— Старые мастера хотели вложить силу в книгу, чтобы она вернула ее возросшей, — ответил Эшу мечтательно. — Каждая книга в идеале — разомкнутая замкнутость. В ней таится алгоритм Главной Книги, самой первой. А ныне создатели Книги стали простыми хранителями запечатленных значков.
— Ты-то что об этом знаешь?
— Я умею читать и между строк, учитель. По преимуществу между строк.
Эшу заснул и увидел сон: зловещий, однако оставивший в душе умиротворение. В нем посреди увитых паутиной, причудливо изогнутых кипарисов высоко возлежала женщина, и из ее лона истекал светлый поток звездных семян; напротив стояла старуха, жадная темнота ее чрева поглощала этот поток, но стройные кипарисы, окружавшие ее, были сплошь одеты вьющимися розами цвета зари, вина и огня.
Но я — однообразный человек —
взял в рот длинную сияющую дудку,
дул, и, подчиненные дыханию,
слова вылетали в мир, становясь предметами.
Корова мне кашу варила.
дерево сказку читало,
а мертвые домики мира
прыгали, словно живые.
Н. Заболоцкий
Печаль о несбывшемся погрузила Эшу в зиму; то была зима души, о которой он сложил свои первые настоящие стихи.
«Зимой надо спать,
Зимой — время ждать
И медлить — смерти и жизни;
Зимой стоит теплые вещи вязать
И расточаться в души укоризне».
Расточался он сам; вязала, в общем, Син. Она тянула из рыхлого клубка привозной мягкой шерсти нескончаемую нить длиною в вечность, с помощью веретена и спиц превращая ее в шарфы, необозримые, как жизнь. Красила шерсть кофейной гущей для вящего удобства гадания, окислами металлов — ради алхимических реакций и строила многоцветные шапочки и свитера, плела кружевные паутины платков и шалей. Делала из вязанных крючком квадратиков лоскутное покрывало, важностью своих философских задач уподобляясь Клименту Александрийскому. Раздаривала их и сбывала задешево, лишь бы окупить сырье. А еще она выучилась прясть все, что прядется: кошачьи очески, сосновую хвою, распаренную и размятую на короткие тонкие пряди, мягкий негорючий камень. Анна, еще пока крепкая старуха, в конюшне уже не работала, больше надзирала и поучала, хотя ездить верхом по-прежнему любила.
— Совсем ты стал похож на спаржу, — ворчала Анна на внука, — а все оттого, что работаешь по ночам и хлещешь такой крепкий кофе, что впору ножом резать.
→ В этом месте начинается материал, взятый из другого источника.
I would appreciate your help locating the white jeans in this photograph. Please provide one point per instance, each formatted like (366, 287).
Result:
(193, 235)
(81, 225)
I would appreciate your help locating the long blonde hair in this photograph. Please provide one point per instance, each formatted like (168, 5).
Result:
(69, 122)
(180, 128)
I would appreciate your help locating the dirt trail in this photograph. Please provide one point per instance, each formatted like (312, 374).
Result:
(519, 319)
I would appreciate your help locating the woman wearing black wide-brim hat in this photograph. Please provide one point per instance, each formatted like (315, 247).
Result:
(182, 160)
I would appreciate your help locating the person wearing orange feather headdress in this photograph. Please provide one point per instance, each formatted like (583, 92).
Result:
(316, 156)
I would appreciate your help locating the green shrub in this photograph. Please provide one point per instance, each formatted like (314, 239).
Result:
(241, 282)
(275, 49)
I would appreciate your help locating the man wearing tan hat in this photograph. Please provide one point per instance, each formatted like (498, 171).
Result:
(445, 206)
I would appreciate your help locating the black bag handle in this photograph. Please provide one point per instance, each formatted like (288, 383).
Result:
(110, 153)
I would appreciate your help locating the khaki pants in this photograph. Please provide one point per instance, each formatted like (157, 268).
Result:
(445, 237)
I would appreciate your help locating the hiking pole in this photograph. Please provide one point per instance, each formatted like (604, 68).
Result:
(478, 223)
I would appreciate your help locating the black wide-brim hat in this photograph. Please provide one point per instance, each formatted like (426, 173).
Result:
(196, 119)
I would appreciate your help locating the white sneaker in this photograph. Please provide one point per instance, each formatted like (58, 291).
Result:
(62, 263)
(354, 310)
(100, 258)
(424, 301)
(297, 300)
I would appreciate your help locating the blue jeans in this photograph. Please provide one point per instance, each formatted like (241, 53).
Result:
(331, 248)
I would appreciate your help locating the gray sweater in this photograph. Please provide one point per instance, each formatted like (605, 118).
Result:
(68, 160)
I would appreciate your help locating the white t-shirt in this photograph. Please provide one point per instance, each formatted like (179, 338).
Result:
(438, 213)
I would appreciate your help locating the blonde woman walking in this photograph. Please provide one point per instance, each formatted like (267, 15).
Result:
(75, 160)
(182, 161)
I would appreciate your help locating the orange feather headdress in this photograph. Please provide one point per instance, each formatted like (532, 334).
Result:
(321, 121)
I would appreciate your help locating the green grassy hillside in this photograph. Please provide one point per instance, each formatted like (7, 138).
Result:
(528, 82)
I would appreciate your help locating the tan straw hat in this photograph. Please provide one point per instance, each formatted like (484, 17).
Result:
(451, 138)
— Бабуся, я же весь в тебя, — оправдывался Эшу. — Кто говорил по вопросу должной концентрации кофеина, что лучше иметь один раз удовольствие, чем два раза неприятность?
Поскольку домашнее время большинства членов их семьи порядочно сократили вместе с самими членами, на плечи оставшихся легла дополнительная нагрузка. Необходимо было спешно и с толком тратить те дни, часы и минуты, что не успели пустить в оборот Лиза, Закария и отчасти Иосия, не говоря о Дитяти из ларца и найденышу из орешка, которые если и проводили свое законное время, то непонятно где и как.
Поскольку Анна была крепко завязана со своей конюшней, а Син — ввязана в свое вязанье и пряденье, эта задача с самого начала выпала Эшу, тогда совсем мальчишке.
Он бегал с корзинами и пакетами отыскивать, чем можно отоварить карточки и где можно получить то, чем по ним не отоваривают. Уговаривал книжных владычиц выдать, якобы для своих взрослых дам, книги, ему лично по возрасту не предназначенные. Узаконивал — каждый год сызнова — их общую антикварную собственность в лице дома, гаража и клочка голой земли.
А еще перед ними вдруг встал ребром квартирно-дачный вопрос, и он в конце концов также лег на его плечи.
Здесь следует историческая справка.
Во времена расцвета сельского хозяйства и промышленности Библ переживал демографический бум. Приток населения, жаждущего подзаработать, и следующее за ним по пятам оживление женских детородных функций привели государство к необходимости дать всем пришельцам в этот мир достойную жилплощадь, а эта необходимость вылилась в широкомасштабную типовую застройку. Многоквартирные дома были невысоки — в Библе считалось едва ли не государственной изменой превосходить Дом Книги хотя бы на сантиметр в высоту — зато широко простирались по земле. Выполнены они были в основном из цемента и бетона: тратить дефицитное дерево, столь необходимое для книжных нужд, было кощунственно, а местный камень сводился к крупной щебенке — в самый раз к цементу подмешивать.